Las puertas del infierno

Era la noche del treinta y uno de octubre de 1996, cuando César me pidió que lo acompañara a la casa de su novia. Quería llevarle el ejemplar de La Divina Comedia que acabábamos de encontrar en una librería de viejo. Yo, como buen amigo, no me atreví a decirle que no.

En el portal del bloque donde vivía Isabel, noté el aroma a gardenia del perfume que ella utilizaba.

Entramos en el ascensor y pulsé el botón que señalaba la octava planta. César sonreía. Siempre ponía esa cara de idiota cuando quedábamos con ella. De pronto notamos una sacudida. El ascensor se detuvo, sonó un crujido y el suelo de la cabina comenzó a resquebrajarse por un lateral. Sin pensarlo pegamos la espalda al lado contrario.
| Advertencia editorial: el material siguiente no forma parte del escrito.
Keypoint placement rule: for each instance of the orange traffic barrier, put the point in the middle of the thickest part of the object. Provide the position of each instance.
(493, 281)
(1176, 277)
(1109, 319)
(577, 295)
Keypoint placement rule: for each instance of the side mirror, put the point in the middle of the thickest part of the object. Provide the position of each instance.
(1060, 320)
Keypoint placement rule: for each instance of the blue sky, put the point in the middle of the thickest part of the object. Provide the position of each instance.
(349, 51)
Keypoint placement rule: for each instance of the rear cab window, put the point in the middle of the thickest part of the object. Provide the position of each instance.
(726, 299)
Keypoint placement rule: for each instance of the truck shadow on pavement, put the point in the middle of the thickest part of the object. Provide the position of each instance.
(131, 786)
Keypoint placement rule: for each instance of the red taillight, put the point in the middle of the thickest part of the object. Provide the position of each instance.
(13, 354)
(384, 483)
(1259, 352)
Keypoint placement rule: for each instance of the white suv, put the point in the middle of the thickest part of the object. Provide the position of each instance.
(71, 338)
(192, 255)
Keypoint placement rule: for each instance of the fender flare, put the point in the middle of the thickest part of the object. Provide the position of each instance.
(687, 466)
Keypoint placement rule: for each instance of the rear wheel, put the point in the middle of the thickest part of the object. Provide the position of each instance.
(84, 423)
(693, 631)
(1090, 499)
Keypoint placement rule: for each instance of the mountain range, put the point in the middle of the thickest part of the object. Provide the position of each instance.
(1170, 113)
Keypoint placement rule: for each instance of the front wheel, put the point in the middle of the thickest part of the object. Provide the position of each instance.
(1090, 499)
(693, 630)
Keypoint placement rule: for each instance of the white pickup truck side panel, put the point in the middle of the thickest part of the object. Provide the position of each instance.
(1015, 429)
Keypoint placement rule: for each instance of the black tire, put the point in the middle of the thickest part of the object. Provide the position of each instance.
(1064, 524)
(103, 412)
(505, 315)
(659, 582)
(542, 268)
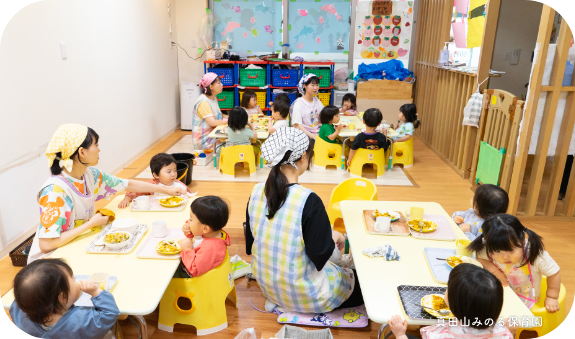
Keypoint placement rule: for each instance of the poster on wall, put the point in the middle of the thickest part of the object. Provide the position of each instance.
(380, 36)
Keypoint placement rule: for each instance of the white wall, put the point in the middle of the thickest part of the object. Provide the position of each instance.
(517, 28)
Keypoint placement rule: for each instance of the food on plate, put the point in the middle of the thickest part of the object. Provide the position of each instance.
(168, 247)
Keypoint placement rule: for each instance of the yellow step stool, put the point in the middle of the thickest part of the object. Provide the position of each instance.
(207, 296)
Mi amigo abrazaba el libro con tanta fuerza que apenas podía respirar. Yo también me asfixiaba. Me silbaban los oídos y notaba un golpeteo en las sienes. Los dos palidecimos. Nadie nos rescataría de aquella trampa. Con dificultad llamé a emergencias. Mencionaron que enviarían a los bomberos.
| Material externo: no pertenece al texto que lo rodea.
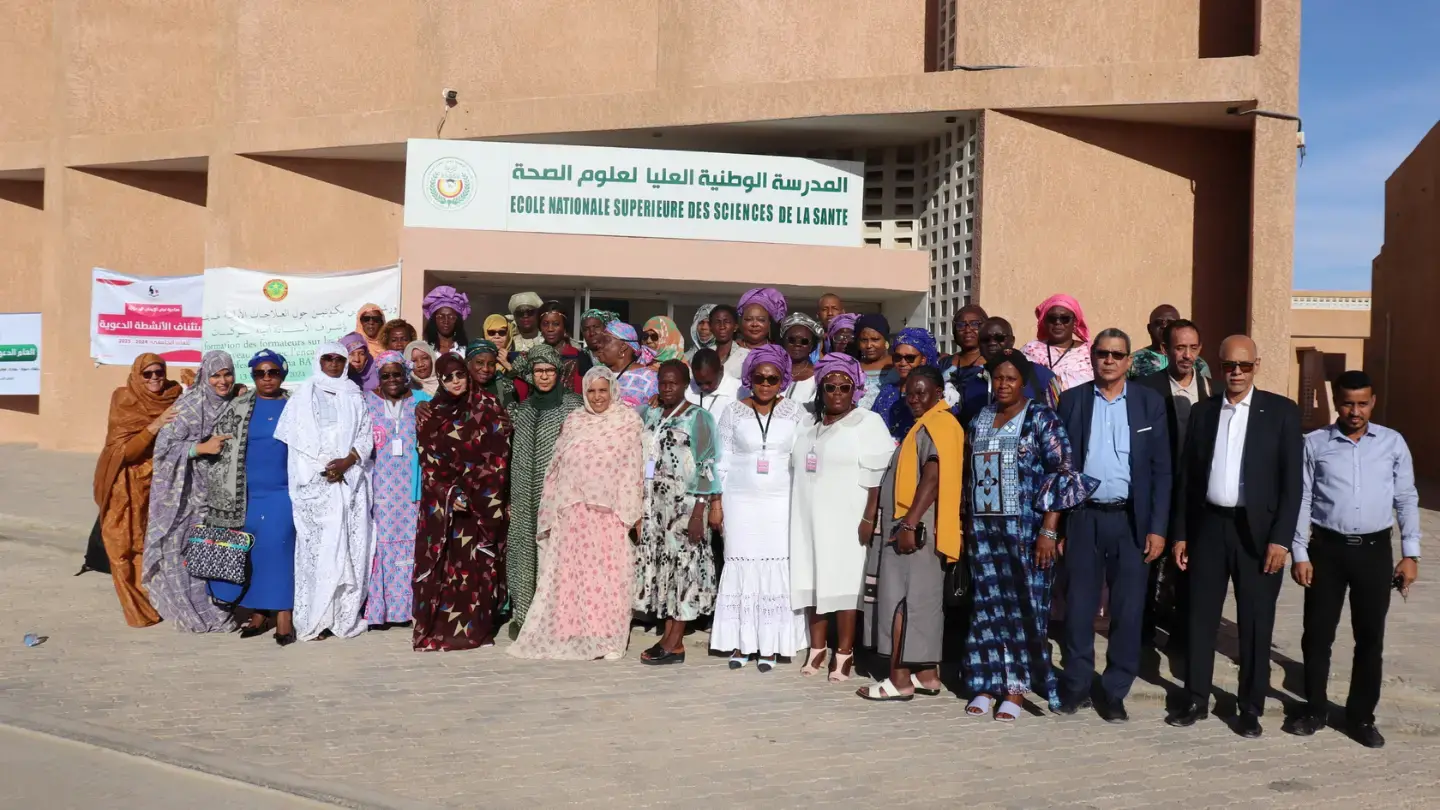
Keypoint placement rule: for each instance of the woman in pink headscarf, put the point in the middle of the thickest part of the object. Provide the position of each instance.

 Tenía el abismo a mis pies y sentí por primera vez la presencia de la muerte. No reconocí mi voz al susurrar:

—Isabel me gusta. Prefiero que no vuelvas a llamarme cuando quedes con ella.
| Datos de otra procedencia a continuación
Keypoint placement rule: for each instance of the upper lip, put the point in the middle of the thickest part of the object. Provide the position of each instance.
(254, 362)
César me miró con desprecio, le ardía la cara. Si no hubiéramos estado en esa situación me habría arreado un puñetazo.

El suelo cedió con brusquedad. No sé cómo conseguí engancharme al cable de acero que me desolló las manos. Grité hasta que me ardieron los pulmones. Mi amigo se fue. Ni siquiera pudimos despedirnos. Cayó por aquel hueco que conducía al averno, acompañado de las páginas de Dante.